Ao interpretar o alcance da exceção trazida pelo artigo 13-A do Código de Processo Penal, o entendimento que vem prevalecendo nos tribunais é no sentido de que os dados que o membro do Ministério Público e o delegado de polícia podem requisitar para os órgãos públicos e as empresas privadas, sem prévia autorização judicial, são bastante amplos, porém, restritos aos dados, não alcançando, dessa forma, as comunicações e documentos. Até aí tudo bem, pois ainda está-se dentro do alcance da norma, mas aumentar os tipos penais excepcionados no referido dispositivo legal, viola frontalmente a Constituição da República, pois assim agindo o julgador não está apenas interpretando extensiva ou analogicamente a norma processual, mas atuando como verdadeiro legislador positivo, o que é vedado pelo nosso ordenamento jurídico.

Mas, então, qual é a relação do artigo 13-A do Código de Processo Penal com o acesso aos dados do aparelho celular do indivíduo que é preso em flagrante delito ou no cumprimento do mandado de busca e apreensão, sem autorização expressa para esse acesso? Toda! Porque ao permitir a requisição dessas informações sem a necessidade de autorização judicial, está, ao mesmo tempo, permitindo que essas mesmas autoridades acessem os aparelhos celulares das pessoas presas e envolvidas nesses tipos penais, justamente pela necessidade da urgência em localizar as vítimas daquela espécie de delito. É essa urgência de proteção ao bem jurídico penalmente tutelado, a liberdade de locomoção da vítima, que orientou o legislador na prioridade do direito de acesso aos dados cadastrais dos suspeitos. Mas o que está sendo colocado em primeiro plano pelo legislador, não são as provas e acesso em si, mas a urgente liberdade de locomoção das vítimas. Isso é muito diferente.

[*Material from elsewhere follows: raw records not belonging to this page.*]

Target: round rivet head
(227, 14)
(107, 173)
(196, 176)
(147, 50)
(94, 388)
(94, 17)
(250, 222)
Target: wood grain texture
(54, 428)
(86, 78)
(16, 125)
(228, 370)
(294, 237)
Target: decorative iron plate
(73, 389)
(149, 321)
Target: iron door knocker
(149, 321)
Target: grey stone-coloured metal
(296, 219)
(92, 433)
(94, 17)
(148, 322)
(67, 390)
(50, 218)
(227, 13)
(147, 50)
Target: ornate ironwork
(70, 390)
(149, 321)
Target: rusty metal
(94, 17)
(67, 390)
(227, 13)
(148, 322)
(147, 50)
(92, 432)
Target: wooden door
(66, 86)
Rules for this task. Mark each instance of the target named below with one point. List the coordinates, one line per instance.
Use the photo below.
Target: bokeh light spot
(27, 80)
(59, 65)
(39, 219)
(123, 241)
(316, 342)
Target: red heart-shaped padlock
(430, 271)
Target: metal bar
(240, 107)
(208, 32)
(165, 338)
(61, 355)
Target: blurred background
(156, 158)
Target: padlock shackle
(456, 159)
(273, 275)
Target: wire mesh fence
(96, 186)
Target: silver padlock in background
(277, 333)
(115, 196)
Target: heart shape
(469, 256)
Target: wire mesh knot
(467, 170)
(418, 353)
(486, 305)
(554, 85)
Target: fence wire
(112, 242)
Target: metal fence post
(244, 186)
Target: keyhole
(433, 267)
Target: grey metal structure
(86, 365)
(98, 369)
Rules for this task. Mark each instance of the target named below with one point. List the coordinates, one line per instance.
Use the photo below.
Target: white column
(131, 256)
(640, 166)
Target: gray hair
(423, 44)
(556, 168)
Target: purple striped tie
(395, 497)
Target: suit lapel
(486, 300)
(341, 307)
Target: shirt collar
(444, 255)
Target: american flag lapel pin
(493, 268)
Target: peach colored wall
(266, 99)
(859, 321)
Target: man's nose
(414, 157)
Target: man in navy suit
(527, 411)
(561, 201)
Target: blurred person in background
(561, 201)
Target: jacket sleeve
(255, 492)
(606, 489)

Se não fosse para trazer uma exceção ao direito à intimidade e à vida privada do indivíduo, o legislador simplesmente diria que o acesso aos dados do aparelho celular dos investigados é permitido, sem autorização judicial, para todos os tipos penais e não faria essa ressalva apenas aos delitos que foram destacados no artigo 13-A do CPP.

Nesse diapasão, a autoridade policial somente poderá acessar os dados que estão no celular das pessoas presas em flagrante ou no cumprimento de mandado judicial, sem autorização judicial expressa, quando estiverem investigando os crimes elencados no artigo 13-A do Código de Ritos, fora esses, estará colocando em xeque o direito à intimidade e à vida privada dos indivíduos e, por consequência, a dignidade da pessoa humana.

Por essa razão, as provas colhidas pelas autoridades policiais mediante o acesso a dados constantes do aparelho telefônico apreendido, como a agenda telefônica, os contados armazenados, os horários das ligações, os registros das chamas, entre outros, despidas do manto da cláusula de reserva de jurisdição, devem ser declaradas ilícitas, pois violam o nosso ordenamento jurídico, em especial o inciso X do artigo 5º da Lei Maior, notadamente quando a investigação não estiver relacionada com aqueles tipos penais previstos no artigo 13-A do Código de Processo Penal.